Vinte anos depois, a Arte
de Mena Brito, pintora de grandes recursos, junta-se às sílabas mágicas de uma
poesia singular (“esta espécie de animal faminto que cresce por dentro e que é
quase êxtase”.)
“A alma feita luz e os
anjos “pescadores de nuvens” desafiam-nos para a leitura desta obra, onde a
pedra se torna carne e “ser um pássaro louco […] com mãos em vez de asas” exalta
uma liberdade criativa sem limites. Bem Hajas, Cristina por esta significativa
partilha que tanto nos enriquece.
18-6-2019
Luís
Filipe Maçarico
FOTOGRAFIAS: Da apresentação na Casa do Alentejo em 17-12-2019 - Mário Sousa e Manuel Silva. Das apresentações dos dois livros de Poesia da Autora em Vilarelhos, no Festival Transfronteiriço de Poesia, Arte de Vanguarda e Património, em Meio Rural/ PAN - Julho de 2019 e Julho de 2018 - Rodrigo Dias.
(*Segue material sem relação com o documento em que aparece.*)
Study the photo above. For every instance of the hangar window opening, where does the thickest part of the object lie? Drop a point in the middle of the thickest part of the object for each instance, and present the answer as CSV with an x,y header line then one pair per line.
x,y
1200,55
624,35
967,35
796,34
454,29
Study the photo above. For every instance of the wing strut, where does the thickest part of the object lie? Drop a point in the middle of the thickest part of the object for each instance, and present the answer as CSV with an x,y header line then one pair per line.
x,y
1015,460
[1] DIAS, Sousa “O que é Poesia?”,
Documenta, Lisboa, 2014, p. 44.
[2] Ibidem, pp. 31-32.
[3] Ibidem, p. 33.
[4] GONZÁLEZ, Montserrat Vilar “Vida
Incompleta”, Lema de Origem, Carviçais, 2019, p. 23.
[5] GONZÁLEZ, Montserrat Vilar “tierra
en mármol y ternura”, Lastura, Ocãna, 2ª edicion, 2015, p. 58.
[6]
Esta parte do texto foi acrescentada ao escrito inicial, apresentado em
Vilarelhos, no início de Julho, onde a obra teve o seu lançamento inaugural.
Redigido em Almada, na madrugada de 17 de Dezembro de 2019, destinou-se à
apresentação na Casa do Alentejo, na tarde desse mesmo dia.
[7] CORREIA, Hélia “A Terceira
Miséria”, Relógio de Água, Lisboa, 2013, 2ª edição, p.7.
[8] FREUD, Sigmund “Textos Essenciais
da Psicanálise”, volume III; Publicações Europa América, Mem Martins, 2001, 2ª
edição, p. 147.
[9] ANDERSEN, Sophia de Melo Breyner, “Dia
do Mar”, Ática, Lisboa, 1961, p. 86.
[10] MENÈRES, Maria Alberta “O Jogo dos
Silêncios”, Hugin, Lisboa, 1996, p. 5.
[11] AMARAL, Ana Luísa “Entre dois rios
e outras noites”, Campo de Letras, Porto, 2007, p. 112.
[12] ROSSETTI, Ana “Fuera de Campo”,
Associación cultural “El Zurguén”, Morille, Salamanca, 2018, p. 64.